What Are Hydrothermal Vents?

Deep on the ocean floor, millions of years ago, the plates of the Earth were shifting, the Earth was changing. When this happened, cracks formed in the crust and in the oceans, cold water rushed into these cracks. The water traveled deeper and deeper, eventually finding the hot core of the Earth. Now, as everyone knows, when things get hot, they expand. The water then rushed out of the cracks in a plume of black smoke, thus creating a "Hydrothermal Vent."

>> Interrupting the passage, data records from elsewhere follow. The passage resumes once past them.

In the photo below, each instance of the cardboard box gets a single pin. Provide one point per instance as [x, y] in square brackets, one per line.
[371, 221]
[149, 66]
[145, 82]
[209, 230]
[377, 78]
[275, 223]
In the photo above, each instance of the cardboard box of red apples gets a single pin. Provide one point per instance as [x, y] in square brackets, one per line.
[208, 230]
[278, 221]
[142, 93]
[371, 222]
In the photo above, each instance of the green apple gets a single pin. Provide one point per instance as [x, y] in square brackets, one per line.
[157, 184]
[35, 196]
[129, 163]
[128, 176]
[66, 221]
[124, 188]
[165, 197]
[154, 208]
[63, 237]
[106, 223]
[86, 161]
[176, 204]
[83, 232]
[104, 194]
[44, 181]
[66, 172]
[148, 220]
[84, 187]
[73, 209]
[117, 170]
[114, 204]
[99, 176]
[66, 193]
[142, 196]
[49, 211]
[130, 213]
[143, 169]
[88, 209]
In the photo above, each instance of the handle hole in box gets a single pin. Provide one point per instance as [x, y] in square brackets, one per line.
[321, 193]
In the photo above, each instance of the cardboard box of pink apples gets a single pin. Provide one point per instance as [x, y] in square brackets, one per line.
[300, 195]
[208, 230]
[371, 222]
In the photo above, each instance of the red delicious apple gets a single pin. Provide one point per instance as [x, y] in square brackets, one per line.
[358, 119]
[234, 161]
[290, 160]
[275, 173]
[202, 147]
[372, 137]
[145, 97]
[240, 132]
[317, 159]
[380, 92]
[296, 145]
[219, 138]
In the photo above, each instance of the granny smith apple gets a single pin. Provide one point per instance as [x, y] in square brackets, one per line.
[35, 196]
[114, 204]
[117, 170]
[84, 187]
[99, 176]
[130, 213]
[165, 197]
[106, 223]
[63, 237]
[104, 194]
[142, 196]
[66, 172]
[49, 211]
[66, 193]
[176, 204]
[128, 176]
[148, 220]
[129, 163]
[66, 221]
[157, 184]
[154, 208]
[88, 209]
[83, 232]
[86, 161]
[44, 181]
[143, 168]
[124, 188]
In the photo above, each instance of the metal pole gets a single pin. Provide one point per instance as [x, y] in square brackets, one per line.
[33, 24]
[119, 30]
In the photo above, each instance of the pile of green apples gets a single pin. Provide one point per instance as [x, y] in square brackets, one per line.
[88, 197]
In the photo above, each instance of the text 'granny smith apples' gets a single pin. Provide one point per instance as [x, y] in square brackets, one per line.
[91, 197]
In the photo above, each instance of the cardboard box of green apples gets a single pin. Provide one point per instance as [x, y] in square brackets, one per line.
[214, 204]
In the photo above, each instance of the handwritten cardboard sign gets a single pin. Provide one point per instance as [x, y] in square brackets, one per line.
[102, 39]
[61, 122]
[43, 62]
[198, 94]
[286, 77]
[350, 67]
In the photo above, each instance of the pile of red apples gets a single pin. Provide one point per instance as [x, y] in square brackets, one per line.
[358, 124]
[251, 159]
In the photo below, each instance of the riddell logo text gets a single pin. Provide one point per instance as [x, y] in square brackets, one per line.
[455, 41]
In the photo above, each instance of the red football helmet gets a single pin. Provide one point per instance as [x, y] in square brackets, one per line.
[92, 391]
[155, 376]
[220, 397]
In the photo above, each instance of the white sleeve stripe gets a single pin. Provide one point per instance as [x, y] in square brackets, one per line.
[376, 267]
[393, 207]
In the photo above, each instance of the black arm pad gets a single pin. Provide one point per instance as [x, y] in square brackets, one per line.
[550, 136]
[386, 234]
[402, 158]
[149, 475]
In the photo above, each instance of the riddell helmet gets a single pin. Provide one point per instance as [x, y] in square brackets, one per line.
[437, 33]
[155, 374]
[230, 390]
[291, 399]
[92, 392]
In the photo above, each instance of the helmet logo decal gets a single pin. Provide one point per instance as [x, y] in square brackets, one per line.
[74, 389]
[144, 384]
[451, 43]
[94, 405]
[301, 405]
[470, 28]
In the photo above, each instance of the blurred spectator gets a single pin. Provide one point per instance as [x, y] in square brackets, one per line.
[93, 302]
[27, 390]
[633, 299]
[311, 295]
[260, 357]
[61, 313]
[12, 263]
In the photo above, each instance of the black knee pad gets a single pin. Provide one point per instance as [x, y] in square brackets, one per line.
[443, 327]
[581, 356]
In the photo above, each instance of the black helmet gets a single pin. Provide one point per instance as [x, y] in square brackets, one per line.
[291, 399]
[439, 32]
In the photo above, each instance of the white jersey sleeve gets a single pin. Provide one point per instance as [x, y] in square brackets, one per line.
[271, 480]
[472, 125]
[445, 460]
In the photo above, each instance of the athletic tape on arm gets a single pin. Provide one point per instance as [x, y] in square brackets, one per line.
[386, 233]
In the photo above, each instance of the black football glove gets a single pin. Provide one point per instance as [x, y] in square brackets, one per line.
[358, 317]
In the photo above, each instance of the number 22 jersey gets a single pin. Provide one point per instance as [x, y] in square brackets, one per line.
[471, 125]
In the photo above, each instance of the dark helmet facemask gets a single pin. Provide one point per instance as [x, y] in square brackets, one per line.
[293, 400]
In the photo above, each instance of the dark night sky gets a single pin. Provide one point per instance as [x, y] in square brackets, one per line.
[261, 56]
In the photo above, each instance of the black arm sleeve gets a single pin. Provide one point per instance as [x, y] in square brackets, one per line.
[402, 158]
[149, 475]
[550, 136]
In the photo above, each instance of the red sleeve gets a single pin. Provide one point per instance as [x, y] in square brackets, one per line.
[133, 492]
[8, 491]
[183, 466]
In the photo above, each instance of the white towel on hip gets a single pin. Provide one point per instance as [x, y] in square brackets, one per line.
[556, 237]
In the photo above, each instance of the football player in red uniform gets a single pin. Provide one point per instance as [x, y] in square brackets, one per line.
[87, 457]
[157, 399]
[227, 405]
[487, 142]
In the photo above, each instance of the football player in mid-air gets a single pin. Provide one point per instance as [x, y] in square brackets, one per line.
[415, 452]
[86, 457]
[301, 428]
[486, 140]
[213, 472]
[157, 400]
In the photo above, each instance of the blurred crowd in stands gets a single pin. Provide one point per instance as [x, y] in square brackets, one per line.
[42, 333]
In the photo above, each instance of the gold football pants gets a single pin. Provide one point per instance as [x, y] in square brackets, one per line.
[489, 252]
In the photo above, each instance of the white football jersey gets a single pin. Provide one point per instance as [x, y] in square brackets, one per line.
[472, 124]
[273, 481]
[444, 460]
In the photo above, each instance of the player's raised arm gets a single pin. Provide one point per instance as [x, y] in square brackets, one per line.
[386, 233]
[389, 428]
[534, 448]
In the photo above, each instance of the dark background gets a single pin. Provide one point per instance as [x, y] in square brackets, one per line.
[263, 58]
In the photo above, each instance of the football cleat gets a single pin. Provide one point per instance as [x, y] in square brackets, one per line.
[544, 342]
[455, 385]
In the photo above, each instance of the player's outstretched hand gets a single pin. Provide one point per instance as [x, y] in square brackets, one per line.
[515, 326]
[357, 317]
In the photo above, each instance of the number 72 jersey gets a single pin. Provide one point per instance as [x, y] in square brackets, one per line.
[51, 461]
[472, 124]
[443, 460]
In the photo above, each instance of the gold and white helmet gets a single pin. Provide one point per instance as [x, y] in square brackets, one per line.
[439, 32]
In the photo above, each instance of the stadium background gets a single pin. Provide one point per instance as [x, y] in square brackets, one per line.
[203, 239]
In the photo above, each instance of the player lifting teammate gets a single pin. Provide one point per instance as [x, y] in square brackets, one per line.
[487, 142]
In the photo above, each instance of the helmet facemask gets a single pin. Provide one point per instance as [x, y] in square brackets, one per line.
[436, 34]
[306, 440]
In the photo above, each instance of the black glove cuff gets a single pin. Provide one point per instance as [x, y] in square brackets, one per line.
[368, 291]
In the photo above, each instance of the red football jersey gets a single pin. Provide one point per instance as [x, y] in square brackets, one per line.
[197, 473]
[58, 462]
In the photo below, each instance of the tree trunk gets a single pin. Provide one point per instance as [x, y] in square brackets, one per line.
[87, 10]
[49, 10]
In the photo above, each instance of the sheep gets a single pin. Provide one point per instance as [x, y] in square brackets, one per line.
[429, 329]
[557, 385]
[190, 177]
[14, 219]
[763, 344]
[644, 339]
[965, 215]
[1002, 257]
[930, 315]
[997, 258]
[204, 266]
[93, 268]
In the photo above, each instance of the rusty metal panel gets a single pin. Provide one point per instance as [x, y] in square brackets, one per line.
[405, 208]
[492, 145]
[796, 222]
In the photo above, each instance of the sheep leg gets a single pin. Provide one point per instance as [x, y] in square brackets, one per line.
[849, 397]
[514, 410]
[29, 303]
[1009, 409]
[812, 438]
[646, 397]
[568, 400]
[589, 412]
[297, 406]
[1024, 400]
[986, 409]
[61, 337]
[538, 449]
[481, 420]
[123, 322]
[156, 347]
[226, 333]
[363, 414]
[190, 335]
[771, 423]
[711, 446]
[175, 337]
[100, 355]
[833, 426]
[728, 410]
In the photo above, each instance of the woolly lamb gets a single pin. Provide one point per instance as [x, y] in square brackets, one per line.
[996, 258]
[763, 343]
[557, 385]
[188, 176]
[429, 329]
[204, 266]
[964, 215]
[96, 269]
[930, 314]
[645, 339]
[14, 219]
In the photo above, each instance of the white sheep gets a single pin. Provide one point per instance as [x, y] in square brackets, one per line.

A Hydrothermal Vent is equatable to a geyser, only found underwater. Most smokers are found at great depths ranging from 700 meters to 3650 meters below sea level. The sea life at these depths have been found to be 10,000 to 100,000 times more dense than that of sea level creatures. Eruptions of lava on the sea floor as it widens appear to form deep cracks into which salt water flows. These crack in some cases run more than a mile into the earths crust. These cracks evolve into a series of passageways along which hot, mineral-rich salt water flows towards the surface. The theory is that sea water enters in one place then makes its way down the crack finally hitting the molten rock then heating tremendously in turn then boiling back to the surface of the crack. The water in these crack is alomost instantly super heated to temperatures of 350° C. As this super heated water rushes up to the surface is mixes with the cold bottom of the ocean water which is 2° C the once disolved minerals condense and dump creating the chimney like smoke stacks. Black smokers are named for the soot like apperarance of the minerals that they spew forth out of the billowing chimneys that they create

To date the largest black smoker found is located in 3650 meters of water on the eastern side of the Mid-Atlantic ridge, a few thousand miles directly east of Miami Florida. 160 ft high and 600 ft in diameter

Scientists now believe that these black smokers acount for 34% of the heat input of the global oceans and about 25% of the the globes total heat input. It is also thought that because of the massive dumps of minerals from these smokers they are what regulates the elemental composition of the sea water.

The chemicals that spew out of the vents include chlorine, sodium, magnesium, sulfur, calcium, potassium, bromine, iron, and carbon.